While such process measures do not necessarily require the use of information technology systems, they are certainly enhanced by the presence of information technology, said MedPAC Executive Director Mark Miller. As a result, initial rewards under the Medicare pay-for-performance program largely would track IT adoption and upgrades.
"While there are a lot of process measures for physician services out there, there's still some need for development," Miller said. "We start off with the notion of rewarding information technology to move physicians toward IT and also to help develop the infrastructure to get the physicians using these particular process measures."
Within several years, he said, the incentives might produce enough progress that Congress could begin considering adding quality outcomes measures, which aim to determine how well patients are faring from the improvements that doctors are putting in place. Eventually, MedPAC would like lawmakers to consider tracking such measures as cholesterol levels for coronary disease patients and rates of preventing avoidable hospitalizations.
But the commission is going too far when it assumes all doctors are prepared to begin reporting the initial IT process measures, said Jeffrey Rich, MD, a thoracic surgeon in Norfolk, Va., who is experienced with private pay-for-performance programs.

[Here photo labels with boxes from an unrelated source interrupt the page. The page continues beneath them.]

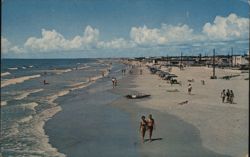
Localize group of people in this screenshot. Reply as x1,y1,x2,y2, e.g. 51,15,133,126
140,114,155,143
188,84,192,95
221,89,234,104
122,69,126,75
111,77,117,88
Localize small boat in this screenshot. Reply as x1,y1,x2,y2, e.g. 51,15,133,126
126,94,151,99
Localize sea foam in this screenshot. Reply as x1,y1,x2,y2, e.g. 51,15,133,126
1,101,7,106
14,89,44,100
1,72,10,77
1,75,41,88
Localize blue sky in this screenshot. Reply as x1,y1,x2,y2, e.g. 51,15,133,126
1,0,249,58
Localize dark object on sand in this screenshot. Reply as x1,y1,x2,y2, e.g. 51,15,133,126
167,89,179,92
222,75,240,80
126,94,151,99
210,76,217,79
178,100,188,105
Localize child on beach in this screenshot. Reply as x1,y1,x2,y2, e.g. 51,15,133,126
221,89,226,103
147,114,155,142
226,89,230,103
140,116,147,143
188,84,192,95
111,77,115,88
229,90,234,104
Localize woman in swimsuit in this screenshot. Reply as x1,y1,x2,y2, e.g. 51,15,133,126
147,114,155,142
140,116,147,143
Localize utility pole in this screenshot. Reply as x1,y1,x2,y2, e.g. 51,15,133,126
231,47,234,67
211,49,216,79
180,52,182,70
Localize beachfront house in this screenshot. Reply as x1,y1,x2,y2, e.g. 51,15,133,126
232,55,249,67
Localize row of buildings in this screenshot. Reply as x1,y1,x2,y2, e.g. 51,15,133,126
135,54,249,68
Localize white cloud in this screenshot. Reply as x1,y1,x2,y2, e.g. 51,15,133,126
130,24,197,45
1,12,249,57
24,26,99,52
1,36,24,54
97,38,136,49
203,13,249,40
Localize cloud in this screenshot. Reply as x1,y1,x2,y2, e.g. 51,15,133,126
97,38,136,49
130,24,198,46
1,12,249,57
1,36,24,54
24,26,99,52
203,13,249,40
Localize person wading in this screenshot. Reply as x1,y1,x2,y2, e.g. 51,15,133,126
147,114,155,142
140,116,147,143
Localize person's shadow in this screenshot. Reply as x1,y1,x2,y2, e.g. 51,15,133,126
144,138,163,142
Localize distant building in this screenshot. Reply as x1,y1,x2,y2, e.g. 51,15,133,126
232,55,249,66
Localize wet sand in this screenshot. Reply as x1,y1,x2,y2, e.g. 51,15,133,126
45,63,248,157
112,70,231,157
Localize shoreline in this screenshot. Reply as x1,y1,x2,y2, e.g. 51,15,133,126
45,62,245,157
111,68,230,157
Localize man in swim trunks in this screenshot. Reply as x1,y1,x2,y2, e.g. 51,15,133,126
140,116,147,143
147,114,155,142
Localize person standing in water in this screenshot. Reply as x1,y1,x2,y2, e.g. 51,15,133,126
221,89,226,103
226,89,230,103
112,77,115,88
140,116,147,143
188,84,192,95
147,114,155,142
229,90,234,104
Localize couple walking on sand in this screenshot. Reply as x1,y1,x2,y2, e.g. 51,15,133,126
140,114,155,143
221,89,234,104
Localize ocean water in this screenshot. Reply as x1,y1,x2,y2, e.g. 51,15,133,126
0,59,127,157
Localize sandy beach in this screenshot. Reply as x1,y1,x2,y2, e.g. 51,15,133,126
45,61,249,157
124,64,249,157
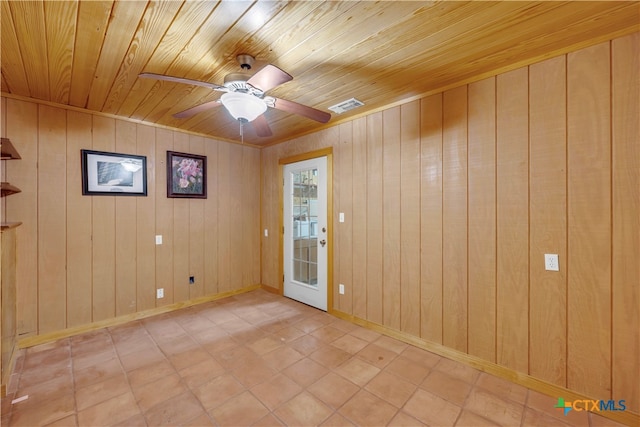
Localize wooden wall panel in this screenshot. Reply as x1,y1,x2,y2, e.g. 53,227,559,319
529,57,567,386
442,86,467,351
400,101,421,336
171,132,190,305
420,94,442,344
611,33,640,413
561,43,611,399
468,78,496,362
4,99,38,336
351,117,368,318
90,116,116,322
136,124,156,311
204,139,220,295
155,129,175,306
66,111,92,327
334,122,358,314
114,121,138,316
496,68,529,372
228,144,242,289
2,97,260,337
242,147,262,285
217,144,234,292
261,34,640,411
187,135,204,299
382,107,401,330
366,113,383,324
37,106,67,332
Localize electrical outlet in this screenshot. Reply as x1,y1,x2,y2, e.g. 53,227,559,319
544,254,560,271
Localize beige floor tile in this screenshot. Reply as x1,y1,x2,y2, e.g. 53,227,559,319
309,346,351,369
320,412,355,427
78,392,140,426
527,390,589,426
456,409,500,427
144,391,204,426
338,390,398,426
282,358,329,387
387,411,425,427
307,372,360,409
75,373,130,411
6,291,608,427
384,356,430,385
420,371,472,406
274,392,333,426
251,374,303,411
331,334,369,354
356,344,398,369
372,335,409,354
311,325,346,343
262,346,304,371
403,388,461,426
476,373,527,404
290,335,325,356
335,358,380,387
73,357,124,388
127,360,176,389
365,371,417,408
209,391,269,426
464,387,524,426
46,414,78,427
178,358,225,389
193,374,245,410
9,393,75,427
253,413,284,427
433,357,480,384
132,374,187,412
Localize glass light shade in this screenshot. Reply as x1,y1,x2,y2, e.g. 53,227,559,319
220,92,267,122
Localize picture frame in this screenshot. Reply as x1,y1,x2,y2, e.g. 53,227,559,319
80,150,147,196
167,151,207,199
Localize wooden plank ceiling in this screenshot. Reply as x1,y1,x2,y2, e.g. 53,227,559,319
1,0,640,145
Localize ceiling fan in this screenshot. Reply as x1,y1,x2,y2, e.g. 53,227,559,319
139,54,331,137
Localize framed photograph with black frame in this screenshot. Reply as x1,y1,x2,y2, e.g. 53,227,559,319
167,151,207,199
80,150,147,196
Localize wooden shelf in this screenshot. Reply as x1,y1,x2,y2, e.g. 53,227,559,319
0,138,22,160
1,182,22,197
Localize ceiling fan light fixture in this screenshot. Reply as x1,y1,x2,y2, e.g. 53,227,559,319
220,92,267,122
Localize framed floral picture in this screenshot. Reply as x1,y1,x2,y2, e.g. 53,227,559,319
167,151,207,199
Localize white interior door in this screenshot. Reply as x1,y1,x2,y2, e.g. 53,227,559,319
283,156,328,311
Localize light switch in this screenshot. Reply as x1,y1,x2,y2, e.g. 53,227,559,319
544,254,560,271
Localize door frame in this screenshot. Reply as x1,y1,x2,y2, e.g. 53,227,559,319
278,147,333,313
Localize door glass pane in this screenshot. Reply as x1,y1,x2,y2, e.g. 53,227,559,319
290,168,318,286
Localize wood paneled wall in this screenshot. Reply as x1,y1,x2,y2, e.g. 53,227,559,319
2,98,260,337
262,33,640,413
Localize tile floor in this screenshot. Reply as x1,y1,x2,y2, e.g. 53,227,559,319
1,290,628,426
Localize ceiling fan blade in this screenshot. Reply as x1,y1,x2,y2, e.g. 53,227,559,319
173,99,222,119
251,114,273,137
247,64,293,92
138,73,226,90
274,98,331,123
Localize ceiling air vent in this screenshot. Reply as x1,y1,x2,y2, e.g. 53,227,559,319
329,98,364,114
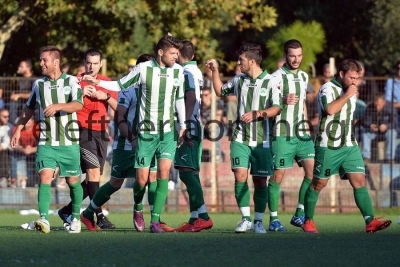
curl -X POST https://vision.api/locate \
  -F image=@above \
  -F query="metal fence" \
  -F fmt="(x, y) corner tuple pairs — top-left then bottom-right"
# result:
(0, 77), (400, 212)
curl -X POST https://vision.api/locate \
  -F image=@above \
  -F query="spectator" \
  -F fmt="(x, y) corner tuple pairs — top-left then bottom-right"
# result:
(357, 61), (378, 104)
(10, 117), (39, 188)
(276, 57), (286, 69)
(61, 63), (71, 74)
(9, 59), (34, 123)
(0, 109), (12, 187)
(306, 83), (319, 140)
(200, 85), (224, 161)
(362, 94), (397, 163)
(385, 61), (400, 130)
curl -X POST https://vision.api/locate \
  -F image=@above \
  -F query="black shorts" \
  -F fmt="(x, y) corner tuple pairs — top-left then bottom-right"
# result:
(79, 128), (109, 174)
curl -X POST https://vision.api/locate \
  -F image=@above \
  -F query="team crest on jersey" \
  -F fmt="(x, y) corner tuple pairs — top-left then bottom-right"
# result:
(63, 86), (72, 95)
(260, 88), (268, 96)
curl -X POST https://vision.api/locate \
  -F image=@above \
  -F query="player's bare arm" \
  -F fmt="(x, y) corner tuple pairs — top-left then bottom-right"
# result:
(43, 101), (83, 117)
(240, 106), (281, 123)
(326, 85), (357, 115)
(205, 59), (223, 96)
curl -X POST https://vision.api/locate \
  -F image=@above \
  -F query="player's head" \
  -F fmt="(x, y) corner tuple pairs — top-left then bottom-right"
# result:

"MedPAC says all physicians are ready -- not true," Dr. Rich said. The Society of Thoracic Surgeons, for example, is one organization that would be able to pick up the concept quickly, but only because the group has spent more than a decade developing the types of data that would be necessary to demonstrate high performance, he said.
A costly endeavor
MedPAC's Miller acknowledged that although the commission views the initial recommendation as involving a relatively modest commitment of Medicare resources to fund the reward pool, the amount that is withheld could prove significant for physician practices that can't get on board.
"Medicare is a large payer, and 1% to 2% are small percentages but often large dollars," he said. "With $55 billion going to physicians [every year], 1% to 2% can actually get to some real money."
The MedPAC proposal as currently written amounts to a requirement that physicians purchase expensive information technology with no assurances of reward and without knowing whether Congress will fix flaws in the underlying Medicare payment formula for doctors, Dr. Armstrong said.
"Having unfunded mandates without a stable funding platform is not going to produce the kind of physician buy-in that is necessary," he said.
The AMA already has seen how pay-for-performance programs can interfere with the physician's job, rather than improve patient health, Dr. Armstrong said. The group has joined others in protesting the UnitedHealth Performance plan, which purports to be a pay-for-performance product but actually drops physicians if they incur too many health care costs, he said.
Doctors will not be keen on participating in any Medicare pay-for-performance program if its overall goal is to track health care utilization and reward physicians only for keeping costs down, Dr. Villagra said. If Congress plans to persuade doctors that it will reward real performance, rather than monitor every health care expenditure, it must convince physicians that quality improvement is the initiative's central goal, he said.
"If you're not absolutely committed to that principle, physicians aren't going to play," he said.